In high-pressure moments on the volleyball court, emotion often arrives before any analysis or instruction can take hold. After a missed serve late in a close set, physical cues are usually visible before a word is spoken: shoulders tense, the jaw tightens, movements grow hurried and less fluid, and focus narrows. Teammates may avoid eye contact, the bench goes quiet, and the athlete’s internal monologue ramps up:
Make up for it. Don’t mess up again. Don’t let everyone down.
It is not the mistake alone that causes performance to spiral, but the wave of emotion that follows and the athlete’s reaction to that feeling. Emotion is the body’s first report from the scene, signaling that something important has occurred. Frustration, anxiety, embarrassment, or urgency can show up in the body before the athlete has time to think, as the nervous system marks the moment as significant. This is not a sign of weakness or lack of toughness, but a normal physiological response to pressure.
The real challenge arises when emotion is obeyed as if it were a direct instruction. Frustration urges rushing the next serve. Anxiety suggests playing it safe. Embarrassment may prompt withdrawal. Anger pushes for overcorrection. Urgency feels like wisdom in the moment, but acting on it can lead to repeated mistakes or missed opportunities.
Under stress, emotions rarely feel fleeting. They tend to feel like reality. Athletes often interpret a surge of emotion as evidence that something is fundamentally wrong:
“I’m blowing it.”
“Coach has lost faith.”
“I can’t do this.”
While the feeling is genuine, the story built around it is often exaggerated or incomplete. Emotion is information, not a reliable roadmap.
Most emotions in sport carry useful data beneath the surface. Frustration can indicate deep investment in the outcome. Anxiety signals that something important is at stake. Anger may highlight a gap between expectation and reality. These feelings do not automatically require action. The most effective performers learn to pause and ask:
What is this emotion signaling?
Did attention narrow?
Did the system speed up?
Is behavior reactive, or is the game still being read?

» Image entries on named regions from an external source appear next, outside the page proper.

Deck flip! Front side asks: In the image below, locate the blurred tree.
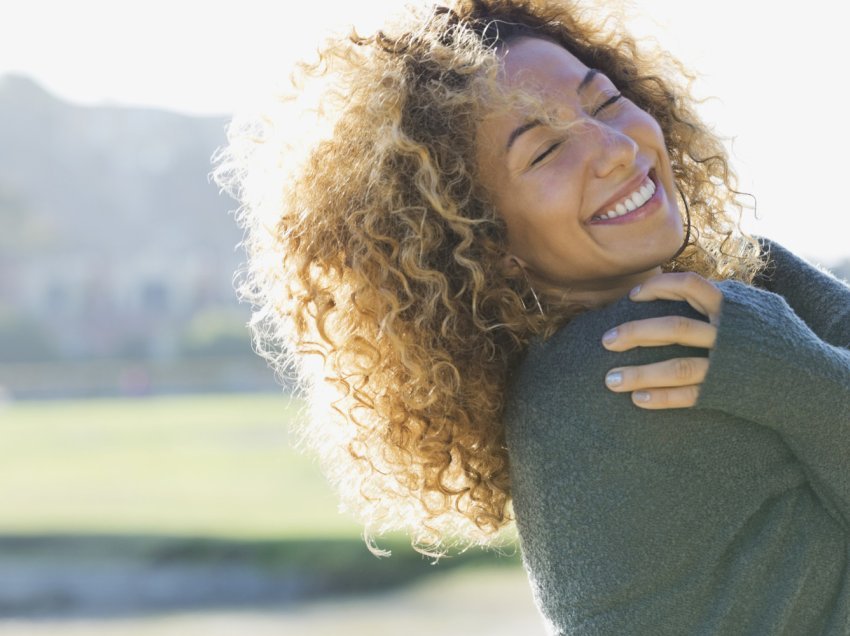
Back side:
[0,307,59,363]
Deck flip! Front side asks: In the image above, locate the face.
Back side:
[477,37,684,299]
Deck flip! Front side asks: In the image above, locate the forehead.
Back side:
[499,37,588,94]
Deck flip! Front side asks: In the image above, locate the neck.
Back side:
[531,266,662,309]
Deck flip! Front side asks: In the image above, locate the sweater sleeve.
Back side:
[754,237,850,349]
[695,280,850,528]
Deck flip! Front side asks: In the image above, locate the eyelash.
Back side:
[531,93,623,166]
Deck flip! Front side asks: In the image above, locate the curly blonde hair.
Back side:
[215,0,764,550]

Regulated athletes are not free from emotion—they are able to observe it without allowing it to dictate behavior. They notice the surge, use a breath or a reset routine, and bring attention back to the play at hand. Regulation is not about suppressing emotion or pretending to be calm, but about creating enough space between feeling and action for choice and flexibility to remain possible.
Attempts to immediately talk away emotion—“Relax,” “Let it go,” “Don’t get frustrated”—often miss the mark, as few athletes can simply turn off feeling on command. More effective is to normalize and name the experience:
“The system sped up; that makes sense.”
“Take a breath, then focus on the next point.”
“Notice the feeling—don’t let it drive.”
Such cues reduce shame and help athletes reconnect with the present, rather than becoming stuck in an internal battle.
Elite performers are not immune to nerves, frustration, or doubt. What distinguishes them is the ability to experience emotion without giving it control. They feel the surge, reset, widen focus, reconnect, and return to the moment. What appears as composure from the outside is often the result of practiced regulation.
Emotion will always arrive first in sport. That is normal, and often necessary. The goal is not to eliminate emotion, but to recognize it early enough that it serves as information, not instruction. Athletes do not need to feel less; they need to know when not to let the feeling dictate the next play.